Босой, в рубашке, дрожа от возбуждения, я наскоро переворошил библиотеку отца и, взвинченный, сердитый, беспомощно описывал изумленной аудитории то, чего не описать, что никаким словом, никакой картинкой, нарисованной дрожащим и длинным пальцем моим, было непередаваемо. Я изводился в бесконечных реляциях, путаных и противоречивых, и плакал от бессильного отчаяния.

Они стояли надо мной, беспомощные и растерянные, смущенные своим бессилием. В глубине души они знали за собой вину. Моя дерзость, нетерпеливый, требовательный и гневный тон создавали видимость правоты, превосходство вполне обоснованной претензии. Они прибегали с разными книжками и совали их мне в руки. Я с возмущением отталкивал.

Одну — толстый и тяжелый фолиант — отец с робким приохочиванием подсовывал снова и снова. Я открыл ее. Это была Библия.
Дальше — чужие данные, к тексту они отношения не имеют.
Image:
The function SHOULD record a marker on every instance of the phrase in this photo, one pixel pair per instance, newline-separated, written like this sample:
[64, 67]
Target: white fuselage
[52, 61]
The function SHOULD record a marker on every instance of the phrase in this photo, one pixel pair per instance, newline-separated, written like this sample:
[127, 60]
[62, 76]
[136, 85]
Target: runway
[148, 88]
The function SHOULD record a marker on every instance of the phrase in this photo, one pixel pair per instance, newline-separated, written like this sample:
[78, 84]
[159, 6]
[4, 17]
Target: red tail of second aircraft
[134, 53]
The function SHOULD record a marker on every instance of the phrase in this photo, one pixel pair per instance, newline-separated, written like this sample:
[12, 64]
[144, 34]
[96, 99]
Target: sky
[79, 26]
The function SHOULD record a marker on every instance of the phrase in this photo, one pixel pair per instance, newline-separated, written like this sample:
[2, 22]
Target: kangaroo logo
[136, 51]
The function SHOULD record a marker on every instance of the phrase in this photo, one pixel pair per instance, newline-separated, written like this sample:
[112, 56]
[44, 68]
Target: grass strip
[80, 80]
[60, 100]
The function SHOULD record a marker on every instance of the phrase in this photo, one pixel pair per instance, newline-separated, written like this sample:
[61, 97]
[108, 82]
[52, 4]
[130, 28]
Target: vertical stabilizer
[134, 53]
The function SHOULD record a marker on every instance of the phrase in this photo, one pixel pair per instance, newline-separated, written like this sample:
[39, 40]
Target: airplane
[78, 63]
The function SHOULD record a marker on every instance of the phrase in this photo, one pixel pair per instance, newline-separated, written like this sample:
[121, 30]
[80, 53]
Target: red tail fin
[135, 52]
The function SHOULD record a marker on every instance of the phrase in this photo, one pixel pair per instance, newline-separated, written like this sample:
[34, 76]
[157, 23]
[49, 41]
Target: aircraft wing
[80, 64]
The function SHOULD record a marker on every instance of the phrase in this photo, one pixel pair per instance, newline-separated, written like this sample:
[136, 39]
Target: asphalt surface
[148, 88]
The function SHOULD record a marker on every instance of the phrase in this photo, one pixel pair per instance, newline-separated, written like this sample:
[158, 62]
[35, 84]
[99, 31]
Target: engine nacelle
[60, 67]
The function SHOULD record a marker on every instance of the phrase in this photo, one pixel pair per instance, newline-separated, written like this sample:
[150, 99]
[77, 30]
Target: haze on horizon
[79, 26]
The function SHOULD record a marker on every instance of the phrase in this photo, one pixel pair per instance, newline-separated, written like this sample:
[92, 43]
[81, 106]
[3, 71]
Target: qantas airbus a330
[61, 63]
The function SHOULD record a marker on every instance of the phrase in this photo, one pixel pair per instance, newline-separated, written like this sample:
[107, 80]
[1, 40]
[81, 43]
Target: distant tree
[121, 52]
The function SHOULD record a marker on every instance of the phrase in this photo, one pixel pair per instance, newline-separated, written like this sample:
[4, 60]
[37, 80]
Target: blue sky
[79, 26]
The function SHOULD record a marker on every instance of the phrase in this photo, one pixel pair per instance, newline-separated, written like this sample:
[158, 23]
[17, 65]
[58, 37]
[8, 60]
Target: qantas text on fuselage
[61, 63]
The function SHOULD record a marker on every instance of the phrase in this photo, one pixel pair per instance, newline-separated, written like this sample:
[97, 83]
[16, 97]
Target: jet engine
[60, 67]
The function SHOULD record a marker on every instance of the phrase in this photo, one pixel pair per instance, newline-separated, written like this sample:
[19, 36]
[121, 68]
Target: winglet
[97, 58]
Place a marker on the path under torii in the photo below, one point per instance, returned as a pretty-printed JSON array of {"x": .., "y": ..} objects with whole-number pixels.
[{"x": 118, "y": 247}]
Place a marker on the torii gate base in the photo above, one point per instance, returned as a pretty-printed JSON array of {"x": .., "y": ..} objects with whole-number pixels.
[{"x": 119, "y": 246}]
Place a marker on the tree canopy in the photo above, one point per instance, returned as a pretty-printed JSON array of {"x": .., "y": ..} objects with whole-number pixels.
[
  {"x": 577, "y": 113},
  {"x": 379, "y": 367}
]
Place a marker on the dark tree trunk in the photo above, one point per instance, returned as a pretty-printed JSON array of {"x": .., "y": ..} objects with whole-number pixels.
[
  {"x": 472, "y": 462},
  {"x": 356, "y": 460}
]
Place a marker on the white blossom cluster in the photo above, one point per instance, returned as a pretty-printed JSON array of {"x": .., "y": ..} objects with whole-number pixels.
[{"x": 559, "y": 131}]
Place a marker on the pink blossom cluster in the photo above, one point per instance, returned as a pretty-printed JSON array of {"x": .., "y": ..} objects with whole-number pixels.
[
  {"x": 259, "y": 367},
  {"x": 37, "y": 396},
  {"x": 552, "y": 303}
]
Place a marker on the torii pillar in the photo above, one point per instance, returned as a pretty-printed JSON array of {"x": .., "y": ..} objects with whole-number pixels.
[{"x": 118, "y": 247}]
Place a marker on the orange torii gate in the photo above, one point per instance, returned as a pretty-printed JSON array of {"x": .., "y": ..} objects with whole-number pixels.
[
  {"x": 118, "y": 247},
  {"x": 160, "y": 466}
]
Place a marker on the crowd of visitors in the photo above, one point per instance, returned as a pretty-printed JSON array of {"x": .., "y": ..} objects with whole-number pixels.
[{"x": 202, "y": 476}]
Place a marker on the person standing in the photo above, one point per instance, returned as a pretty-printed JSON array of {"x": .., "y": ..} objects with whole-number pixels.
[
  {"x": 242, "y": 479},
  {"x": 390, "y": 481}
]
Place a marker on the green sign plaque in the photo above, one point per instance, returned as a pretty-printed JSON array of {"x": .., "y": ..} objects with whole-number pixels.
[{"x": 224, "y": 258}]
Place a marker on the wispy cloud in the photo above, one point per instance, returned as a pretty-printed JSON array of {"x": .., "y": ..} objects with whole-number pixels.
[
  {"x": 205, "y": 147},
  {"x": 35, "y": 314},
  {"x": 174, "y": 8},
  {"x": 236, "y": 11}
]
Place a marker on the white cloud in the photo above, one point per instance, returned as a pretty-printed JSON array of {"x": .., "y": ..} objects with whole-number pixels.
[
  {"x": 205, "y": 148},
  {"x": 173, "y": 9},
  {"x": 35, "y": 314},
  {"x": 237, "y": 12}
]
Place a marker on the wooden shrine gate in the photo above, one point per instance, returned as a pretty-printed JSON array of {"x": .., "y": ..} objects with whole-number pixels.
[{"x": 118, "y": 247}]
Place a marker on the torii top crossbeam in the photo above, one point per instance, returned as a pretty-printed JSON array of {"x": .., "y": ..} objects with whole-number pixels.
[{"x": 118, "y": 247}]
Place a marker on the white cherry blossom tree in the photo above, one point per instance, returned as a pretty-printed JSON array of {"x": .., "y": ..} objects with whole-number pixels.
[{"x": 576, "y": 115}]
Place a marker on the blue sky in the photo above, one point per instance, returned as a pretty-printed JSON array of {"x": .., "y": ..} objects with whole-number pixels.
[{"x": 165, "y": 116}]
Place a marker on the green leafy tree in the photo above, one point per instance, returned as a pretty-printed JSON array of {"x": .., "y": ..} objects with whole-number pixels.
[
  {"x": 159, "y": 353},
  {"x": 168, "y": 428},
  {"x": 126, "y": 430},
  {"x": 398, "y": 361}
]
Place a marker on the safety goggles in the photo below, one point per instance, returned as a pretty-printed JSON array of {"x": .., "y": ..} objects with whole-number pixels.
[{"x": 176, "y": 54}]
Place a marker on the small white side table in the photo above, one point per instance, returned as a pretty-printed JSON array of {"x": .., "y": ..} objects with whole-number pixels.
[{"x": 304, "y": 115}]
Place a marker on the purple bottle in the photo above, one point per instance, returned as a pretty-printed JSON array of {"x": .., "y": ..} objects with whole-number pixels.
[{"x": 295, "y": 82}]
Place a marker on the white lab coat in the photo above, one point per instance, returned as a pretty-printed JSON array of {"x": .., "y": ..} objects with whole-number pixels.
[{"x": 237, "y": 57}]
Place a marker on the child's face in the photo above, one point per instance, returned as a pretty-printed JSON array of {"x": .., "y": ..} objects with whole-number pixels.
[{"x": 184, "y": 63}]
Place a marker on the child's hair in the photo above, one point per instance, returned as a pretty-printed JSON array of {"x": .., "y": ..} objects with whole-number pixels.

Я увидел на картинках великое странствие животных, плывущее по трактам, растекающееся шествиями по далекой стране, увидел небо, все в птичьих ключах и шуме крыл, огромную перевернутую пирамиду, далекая вершина которой достигала Ковчега.

Я поднял на отца глаза, полные упрека: — Ты знаешь, отец, — кричал я, — ты хорошо знаешь, не скрывай, не увиливай! Зачем ты принес порченый апокриф, тысячную копию, бездарную подделку? Куда ты девал Книгу?

Отец отвел глаза.

III

Миновали недели, возмущение, мое поумерилось и утихло, но образ Книги по-прежнему светлым огнем пламенел в моей душе, великий шелестящий Кодекс, взбудораженная Библия, по страницам которой шел ветер, обшаривая ее, как огромную осыпающуюся розу.

Отец, видя меня несколько успокоенным, однажды осторожно подошел и сказал тоном деликатного предложения: — По сути дела существуют только книги. Книга есть миф, в который мы веруем в молодости, но со временем перестаем принимать всерьез. — Однако у меня тогда было другое мнение, я знал, что книга есть постулат, предназначение. Я ощущал на себе бремя великой миссии. Я ничего не ответил, исполненный презрения и ожесточенной хмурой гордости.

Ибо в то время я уже владел обрывками, жалкими ошметками, которые по странной прихоти судьбы попали мне в руки. Я заботливо прятал сокровище от посторонних глаз, скорбя над глубоким упадком сей книги, по поводу истерзанных останков которой я не смог бы встретить ни в ком понимания. А было все вот как:

В некий день той зимы я застал Аделю за уборкой, со шваброй в руках опершуюся на крышку конторки, где лежала драная какая-то книжка. Я заглянул через плечо Адели не столько из любопытства, сколько затем, чтобы снова одурманиться запахом ее тела, молодые чары которого открылись недавно проснувшимся моим чувствам.

— Гляди, — сказала она, без протеста снося мои прижимания, — возможно ли, чтобы волосы росли до земли? Мне бы такие.